Julia reflects on what her life might look like in sixty years. She explains her values and emphasis on how she strives to be someone her family and others can lean on.
Jonathan: “When somebody says to you ‘in 50 or 60 years you will be in your late 70s’ and let’s assume that you're moderately healthy, what comes to your head?”
Julia: “So trying to look into the future like that, I say what first comes to mind is thinking about my family. Um, I have an older sister who right now is 24 so 60 years from now, she’ll be 84. And then I have two younger brothers, one who is about to be 18 so he’ll be 78 from now. Then I have a youngest brother who just turned 14 so he’ll be 74 but I hope that 60 years from now we’re all still close together–I hope we’re all still around. But um, I see family being a big part of my life. I always love looking forward to going home. I’m from Eastern, Mass. so if I want to spend a weekend back home I have that ability to just drive back. Um, I hope that that’s the kind of relationship that I have 60 years from now. I hope that I’m able to still hold onto that connection with my siblings.”

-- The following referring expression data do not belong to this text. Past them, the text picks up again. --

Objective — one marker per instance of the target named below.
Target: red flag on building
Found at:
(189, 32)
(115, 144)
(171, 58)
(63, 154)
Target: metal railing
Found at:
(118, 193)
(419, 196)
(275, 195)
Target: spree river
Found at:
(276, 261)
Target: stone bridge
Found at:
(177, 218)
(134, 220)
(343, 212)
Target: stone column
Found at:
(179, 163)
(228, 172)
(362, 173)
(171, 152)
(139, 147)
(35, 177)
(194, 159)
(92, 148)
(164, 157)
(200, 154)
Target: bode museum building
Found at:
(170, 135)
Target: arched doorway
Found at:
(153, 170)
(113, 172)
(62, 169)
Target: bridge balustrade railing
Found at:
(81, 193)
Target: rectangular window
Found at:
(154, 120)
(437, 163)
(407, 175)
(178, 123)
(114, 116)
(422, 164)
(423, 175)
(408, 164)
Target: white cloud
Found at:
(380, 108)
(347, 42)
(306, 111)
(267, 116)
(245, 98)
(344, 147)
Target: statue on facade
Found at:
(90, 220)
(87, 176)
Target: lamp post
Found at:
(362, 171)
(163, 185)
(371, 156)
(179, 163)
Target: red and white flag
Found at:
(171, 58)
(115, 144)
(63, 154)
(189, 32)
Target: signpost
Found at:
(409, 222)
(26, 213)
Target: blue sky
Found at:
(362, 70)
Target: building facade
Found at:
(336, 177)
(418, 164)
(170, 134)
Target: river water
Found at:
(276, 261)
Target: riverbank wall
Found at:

Jonathan: “Do you think that this family relationship is equally as important to your brothers and sister? Do you think they would say the same?”
Julia: “I hope they would say the same! Um, I’m not positive I mean my older sister–she is very–she heavily prioritizes relationships with people so outside of family she is very much so always putting herself out and trying to stay connected with her friends from highschool and from college. On the contrary, I’d say I’m the opposite of her. I like having friends and I love knowing people but also I’ve always been a busy person and I’m okay with doing my own thing and if I know people and have people to hang out with that’s great but if not, I’m still okay with continuing to be individual. I think I will continue to keep a strong relationship with my siblings and if I have a spouse, them–being able to keep a strong relationship with them and their family ‘cause I love having big get-togethers and catching up with people. And I value the relationship with a few people as long as it's a strong one and genuine.”
Jonathan: “Assuming that–maybe it’s the wrong assumption–but assuming for the moment that your partner/you’re married or whatever in 50 or 60 years, how important is it that that person be close to your siblings?”
Julia: “Um, I think it’s pretty important. I mean, right now I’m in a relationship and I don’t know what 60 years will look like but I’ve been in a relationship for almost 3 years and I value being very close with his family and they are people that I’m very close with and I wanna have a really close relationship and be someone that they can turn to if they need anything!”